Occurs in the ileum and throughout the large intestine. It is not affected by either luminal glucose or luminal pH, or nutrient linked (glucose or AA)
Electroneutral NaCl absorption is due to two apical membrane Na-H and Cl-HCO3 exchangers closely linked
Na+ crosses membrane down an electrochemical gradient set up by the active export from epithelial cells by the Na+, K+ ATPase in the basal and lateral plasma membrane.
The Na-H exchanger couples Na+ uptake across the apical membrane to proton extrusion into the intestinal lumen.
H+ comes from reaction of carbonic anhydrase.
You also have a chloride bicarbonate HCO3- exchanger.
(Where chloride ions come in and bicarbonate ions leave)
Bicarbonate comes from carbonic anhydrase reactions
This process is electroneutral (1+ charge entering and leaving the cell)
The process is regulated by cAMP and cGMP as well as intracellular Ca2+.
Increases in each of these three intracellular messengers reduce NaCl absorption.
Enterotoxins induce secretory diarrhoeas by elevating cAMP and inhibiting NaCl absorption.
By inhibiting sodium transport the luminal sodium and chloride concentrations are high which allows osmosis of water into the lumen causing secretory diarrhoeas.

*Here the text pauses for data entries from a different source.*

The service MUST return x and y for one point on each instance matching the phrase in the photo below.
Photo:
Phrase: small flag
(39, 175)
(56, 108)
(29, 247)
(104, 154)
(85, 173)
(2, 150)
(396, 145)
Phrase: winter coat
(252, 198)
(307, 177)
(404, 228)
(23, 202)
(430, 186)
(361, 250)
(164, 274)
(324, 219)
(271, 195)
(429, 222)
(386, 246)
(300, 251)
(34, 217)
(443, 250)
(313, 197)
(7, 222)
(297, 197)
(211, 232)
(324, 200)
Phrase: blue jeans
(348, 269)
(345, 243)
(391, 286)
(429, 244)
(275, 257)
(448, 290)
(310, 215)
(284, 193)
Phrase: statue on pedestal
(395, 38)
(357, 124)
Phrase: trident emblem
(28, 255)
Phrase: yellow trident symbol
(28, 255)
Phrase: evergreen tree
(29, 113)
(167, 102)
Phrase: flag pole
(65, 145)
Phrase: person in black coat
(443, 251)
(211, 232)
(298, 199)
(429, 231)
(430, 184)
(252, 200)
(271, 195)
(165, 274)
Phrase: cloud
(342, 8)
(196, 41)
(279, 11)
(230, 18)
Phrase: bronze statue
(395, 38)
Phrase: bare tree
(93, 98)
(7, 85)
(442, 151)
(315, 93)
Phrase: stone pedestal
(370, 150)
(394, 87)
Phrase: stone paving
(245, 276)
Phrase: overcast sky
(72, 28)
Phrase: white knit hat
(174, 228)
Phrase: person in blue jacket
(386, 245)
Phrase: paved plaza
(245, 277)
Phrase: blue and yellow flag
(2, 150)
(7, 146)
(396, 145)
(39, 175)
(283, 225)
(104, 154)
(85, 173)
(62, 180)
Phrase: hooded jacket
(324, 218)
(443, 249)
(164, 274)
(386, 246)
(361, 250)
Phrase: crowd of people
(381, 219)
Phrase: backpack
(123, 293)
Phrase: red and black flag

describe the mechanism of Epithelial Na+ channels
Na+ entry occurs across the apical membrane via ENaC channels (found predominantly in colon) that are highly specific for Na+
Na+ absorption in the distal colon is highly efficient as it is capable of absorbing Na+ against large concentration gradients
Mineralocorticoids (e.g., aldosterone and angiotensin) increase Na+ absorption by
Increase in the opening of apical Na+ channels
Insertion of preformed Na+ channels from sub-apical epithelial vesicle pools into the apical membrane
Increased synthesis of apical Na+ channels and Na-K pumps.
what are the names of the types of chemical mediators that regulate intestinal electrolyte transport?
Absorptagogues promote absorption
Secretagogues promote secretion-diarrhoea
what are Absorptagogues?
(mineral corticoids)
Angiotensin and aldosterone
Released due to dehydration
Dehydration and a drop in the effective circulating volume leads to stimulation of the renin-angiotensin-aldosterone axis. Both angiotensin and aldosterone are released, and these regulate total body Na+ homeostasis by stimulating Na+ absorption.
Angiotensin in the small intestine enhances electroneutral NaCl absorption by upregulating apical membrane Na-H exchange
Aldosterone in the colon stimulates Na+ absorption through ENaC.
These create hyperosmotic environment in intercellular space to draw water in to combat dehydration.
Other absorptogogues include somatostatin, enkephalins and noradrenaline
what are Secretagogues?
4 categories:
Bacterial enterotoxins
laxatives
hormones and neurotransmitters
immune mediated
describe the process by which the secretory diarrhoea is caused by bacterial enterotoxins
Bacterial enterotoxins (cholera toxin, e-coli toxins, yersinia toxin, Clostr. diff toxin) induce secretory diarrhoeas
They induce various secondary messengers (cAMP, Ca2+)
These secondary messengers inhibit NaCl absorption via electroneutral sodium transport
They also increase anion secretion – actively pump chloride ions and potassium ions into lumen
So you are not absorbing sodium ions and chloride ions and are pumping anions into the lumen so there is a high chloride and sodium ion concentration in the lumen which will mediate diarrhoea as a consequence.